Le concert donné par l’Orchestre Philharmonique de Radio France mettait côte-à-côte deux chef-d’oeuvres aux dimensions prométhéennes : le fascinant premier Concerto pour Violoncelle de Chostakovitch, et la colossale Symphonie Héroïque. Un programme monumental, exigeant de la part des interprètes des parti-pris d’interprétation sans concessions, et un art des contrastes qui l’est tout autant. Le contrat fut rempli pour Xavier Phillips, dont le jeu très physique parvint à susciter la furieuse transe que cette musique exige. En revanche, le travail de Ludovic Morlot n’alla pas au delà de son incontestable rigueur, et ne parvint à transcender les musiciens, dont on ne put ce soir que deviner l’indéniable talent.
Avant le plat de résistance, la Suite de L’Amour des Trois Oranges de Prokofiev : mise en bouche un peu superflue, étant donné le reste du programme. La partition, très rythmée, aurait pourtant pu être mieux conduite ; le chef peine à entraîner l’orchestre dans les tempi qu’il imprime à sa battue. Le Philhar' n’est pourtant pas de ces orchestres qui n’en font qu’à leur tête ; on soupçonne que l’efficacité de la battue de Ludovic Morlot, pourtant précise, soit bridée par le manque d’ouverture des coudes, presque vissés à son corps ; inévitable conséquence, le chef ne semble pas avoir de réelle assise sur ses musiciens.
Il y a quelque chose d’un Mischa Maïsky dans le Chostakovitch de Xavier Phillips : d’abord cette façon de prendre l’œuvre à bras le corps, d’impliquer les muscles dans ce qui passe pour être un exercice éminemment physique ; ensuite, la définition des articulations, notamment ces accents gonflés à l’hélium, trouvant par là leur légèreté ; mais surtout, cet art de développer un matériau sonore brut, compact, où l’on ressent la hargne d’une énergie qui fulmine. Ainsi le premier mouvement, où le thème quasi senza vibrato a le tranchant d’une lame de rasoir. Quelle extase de sentir ce vibrato bouillonnant s’éveiller dans les mouvements suivants ! Voir jouer Xavier Phillips, c'est sentir le mouvement de patterns au niveau des bras, tournant sur eux-mêmes, portés par une force matricielle, magnétique, sans qu'aucune fatigue n'entrave cette mécanique : au contraire, le soliste n'a de cesse que de pencher la tête et, religieusement, d'écouter le son produit.

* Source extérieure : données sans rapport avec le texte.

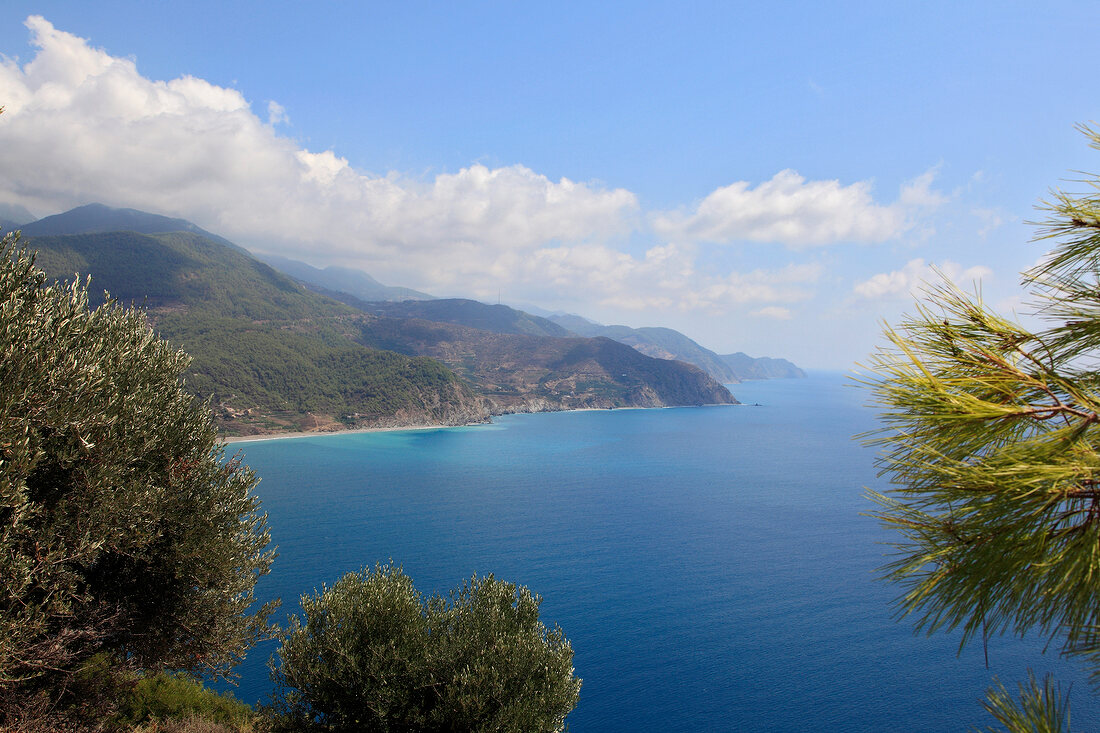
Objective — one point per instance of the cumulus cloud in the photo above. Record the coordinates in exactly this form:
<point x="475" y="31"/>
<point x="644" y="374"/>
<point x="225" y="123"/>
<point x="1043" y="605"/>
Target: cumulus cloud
<point x="81" y="124"/>
<point x="909" y="281"/>
<point x="798" y="212"/>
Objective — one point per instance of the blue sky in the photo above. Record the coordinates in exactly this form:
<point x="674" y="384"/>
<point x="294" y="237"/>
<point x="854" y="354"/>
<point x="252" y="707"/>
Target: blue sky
<point x="774" y="178"/>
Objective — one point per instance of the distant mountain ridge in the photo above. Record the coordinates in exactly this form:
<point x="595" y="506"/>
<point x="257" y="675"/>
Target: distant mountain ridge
<point x="496" y="318"/>
<point x="275" y="356"/>
<point x="669" y="343"/>
<point x="342" y="280"/>
<point x="761" y="368"/>
<point x="96" y="218"/>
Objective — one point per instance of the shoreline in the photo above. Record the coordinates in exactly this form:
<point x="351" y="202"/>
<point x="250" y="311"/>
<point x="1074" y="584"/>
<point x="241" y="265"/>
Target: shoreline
<point x="316" y="434"/>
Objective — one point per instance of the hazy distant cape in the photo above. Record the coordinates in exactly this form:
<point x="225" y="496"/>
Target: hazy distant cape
<point x="274" y="356"/>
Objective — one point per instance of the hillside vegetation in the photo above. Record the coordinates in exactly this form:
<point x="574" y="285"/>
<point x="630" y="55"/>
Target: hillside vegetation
<point x="273" y="356"/>
<point x="270" y="353"/>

Car malgré l'aspect très terre-à-terre de son jeu, on reconnaît en Xavier Phillips un authentique amoureux du son, de sa qualité, de sa texture. La fiabilité du soutien sonore et rythmique emporte mieux les musiciens que la gestuelle de Ludovic Morlot. Parmi eux, on soulignera la présence presque concertante de David Guerrier au cor. Son vibrato acide, mais jamais criard, son timbre rond atteignent ce soir à la perfection leur objectif : nous mettre mal à l'aise.